FIG. 2 is a flowchart of the photoelectric smoke detector SE in the above embodiment.

FIG. 3 is a diagram showing an example of a configuration of data storage information in the above embodiment.

[Explanation of symbols]

 SE ... Photoelectric smoke sensor, 10 ... MPU, 20, 34 ... ROM, 30 ... EEPROM, 31 ... Data storage area, 32 ... PIN code storage area, 33 ... Data storage information storage area.

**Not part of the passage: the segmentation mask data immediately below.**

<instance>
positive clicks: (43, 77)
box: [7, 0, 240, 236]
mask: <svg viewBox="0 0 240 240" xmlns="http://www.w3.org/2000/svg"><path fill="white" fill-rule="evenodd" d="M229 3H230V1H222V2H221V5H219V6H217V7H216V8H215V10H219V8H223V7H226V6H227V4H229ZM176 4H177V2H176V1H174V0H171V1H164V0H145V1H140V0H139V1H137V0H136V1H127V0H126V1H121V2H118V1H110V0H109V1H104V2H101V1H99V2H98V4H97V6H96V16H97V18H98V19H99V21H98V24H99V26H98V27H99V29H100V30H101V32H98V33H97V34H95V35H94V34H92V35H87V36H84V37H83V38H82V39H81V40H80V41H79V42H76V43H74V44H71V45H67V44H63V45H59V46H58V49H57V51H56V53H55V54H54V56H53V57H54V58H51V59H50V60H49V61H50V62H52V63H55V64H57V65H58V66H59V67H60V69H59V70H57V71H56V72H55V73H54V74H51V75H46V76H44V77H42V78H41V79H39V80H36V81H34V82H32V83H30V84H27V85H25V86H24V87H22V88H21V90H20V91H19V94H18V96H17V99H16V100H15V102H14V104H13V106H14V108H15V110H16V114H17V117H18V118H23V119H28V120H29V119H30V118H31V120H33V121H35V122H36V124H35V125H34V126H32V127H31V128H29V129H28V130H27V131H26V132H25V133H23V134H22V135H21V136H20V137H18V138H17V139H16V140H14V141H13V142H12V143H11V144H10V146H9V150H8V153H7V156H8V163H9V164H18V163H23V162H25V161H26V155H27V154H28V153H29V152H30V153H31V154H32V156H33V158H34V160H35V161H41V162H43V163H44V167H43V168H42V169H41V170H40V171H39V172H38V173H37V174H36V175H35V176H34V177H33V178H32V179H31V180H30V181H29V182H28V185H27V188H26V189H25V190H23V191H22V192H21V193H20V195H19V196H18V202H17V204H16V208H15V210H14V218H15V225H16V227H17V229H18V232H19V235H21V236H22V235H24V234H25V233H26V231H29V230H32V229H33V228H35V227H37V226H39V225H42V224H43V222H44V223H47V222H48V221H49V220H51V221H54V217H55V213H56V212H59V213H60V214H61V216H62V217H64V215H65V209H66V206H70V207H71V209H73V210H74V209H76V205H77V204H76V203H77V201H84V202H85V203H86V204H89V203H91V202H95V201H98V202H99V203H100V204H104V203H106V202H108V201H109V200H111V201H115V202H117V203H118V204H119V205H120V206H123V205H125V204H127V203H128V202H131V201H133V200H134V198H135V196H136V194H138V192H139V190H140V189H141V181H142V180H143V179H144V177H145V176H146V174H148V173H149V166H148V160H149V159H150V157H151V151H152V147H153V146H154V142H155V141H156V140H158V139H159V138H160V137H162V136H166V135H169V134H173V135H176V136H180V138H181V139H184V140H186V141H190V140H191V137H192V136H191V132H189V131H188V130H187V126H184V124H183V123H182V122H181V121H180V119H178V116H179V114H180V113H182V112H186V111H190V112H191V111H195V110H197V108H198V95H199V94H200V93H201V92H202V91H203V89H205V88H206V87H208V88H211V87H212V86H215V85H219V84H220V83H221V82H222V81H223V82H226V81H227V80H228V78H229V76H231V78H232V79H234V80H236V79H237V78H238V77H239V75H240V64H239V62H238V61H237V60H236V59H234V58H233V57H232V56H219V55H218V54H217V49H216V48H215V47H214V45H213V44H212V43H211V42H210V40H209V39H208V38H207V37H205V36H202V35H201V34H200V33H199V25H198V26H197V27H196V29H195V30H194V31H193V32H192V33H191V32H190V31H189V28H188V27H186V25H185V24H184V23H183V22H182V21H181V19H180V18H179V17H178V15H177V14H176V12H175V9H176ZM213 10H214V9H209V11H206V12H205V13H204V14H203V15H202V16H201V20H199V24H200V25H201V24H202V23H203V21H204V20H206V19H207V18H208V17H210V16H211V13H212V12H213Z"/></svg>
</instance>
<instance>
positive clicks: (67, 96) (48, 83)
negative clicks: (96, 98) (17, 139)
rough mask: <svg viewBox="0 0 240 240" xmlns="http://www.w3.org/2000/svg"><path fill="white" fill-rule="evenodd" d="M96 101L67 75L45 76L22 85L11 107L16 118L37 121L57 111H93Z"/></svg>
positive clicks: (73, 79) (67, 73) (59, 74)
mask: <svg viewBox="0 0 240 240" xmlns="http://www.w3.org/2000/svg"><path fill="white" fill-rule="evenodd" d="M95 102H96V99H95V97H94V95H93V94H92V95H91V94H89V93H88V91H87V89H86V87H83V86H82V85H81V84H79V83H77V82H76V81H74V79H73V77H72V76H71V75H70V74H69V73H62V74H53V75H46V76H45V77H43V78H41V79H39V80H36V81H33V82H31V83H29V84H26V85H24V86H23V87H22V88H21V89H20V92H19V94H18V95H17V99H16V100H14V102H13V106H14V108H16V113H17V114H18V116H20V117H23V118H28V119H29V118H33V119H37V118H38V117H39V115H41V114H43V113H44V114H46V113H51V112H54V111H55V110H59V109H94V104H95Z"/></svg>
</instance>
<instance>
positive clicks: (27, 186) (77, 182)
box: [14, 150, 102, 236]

─────────────────────────────────────────────────── ─── Continuation of the front page (51) Int.Cl. ⁶ Identification code Internal reference number FI Technical indication H04L 9/12

Claims (6)

[Claims] 1. A fire detector that sets predetermined data in an EEPROM data storage area by setting the data, and stores a secret code indicating that the data storage area is initialized. PIN code storage area: The PIN code stored in the PIN code storage area is compared with the PIN code checking code stored in the program or in a predetermined memory, and the PIN code and the PIN code are compared. When the code for checking the code matches, it is allowed to proceed to the subsequent operation, and when the code for checking and the code for checking the code do not match, the first control means for stopping the operation of the fire detector And a fire detector. 2. The security code according to claim 1, wherein a plurality of the security codes are set in a storage area of the security code, and a plurality of security code checking codes are prepared according to the number of security codes. The control means of 1 compares the plurality of personal identification codes with the plurality of personal identification code checking codes, respectively, and when they match,
A fire detector characterized by being allowed to proceed to the subsequent operation. 3. A fire detector for setting predetermined data by storing the predetermined data in an EEPROM data storage area, the data storage indicating that the predetermined data is stored in the data storage area. A storage area of data storage information for storing information; when it is detected that the predetermined data is stored based on the data storage information, it is allowed to proceed to the subsequent operation, and based on the data storage information, A second detector that stops the operation of the fire detector when it cannot be detected that the predetermined data is stored; 4. The secret code storage area for storing a secret code indicating that the storage area for the data has been initialized; and the secret code stored in the storage area for the secret code. , The code for checking the code stored in the program or in a predetermined memory is compared, and if the code for the code and the code for checking the code match, it is allowed to proceed to the subsequent operation. And a first control means for stopping the operation of the fire detector when the secret code checking code does not match the code. 5. The first control means according to claim 1, wherein the first control means initializes the EEPROM, stores a personal identification code stored in a program or in a predetermined memory in the EEPROM, and stores it in the EEPROM. Means to compare the security code and the code for checking the security code, and when they match, to respond to only the command for data setting, and to keep the setting waiting state not responding to the call from the fire receiver Fire detector characterized by being. 6. The method according to claim 3 or 4, wherein the second control means is a means for responding only to a command for data setting, and for maintaining a setting waiting state not responding to a call from a fire receiver. Fire detector characterized by.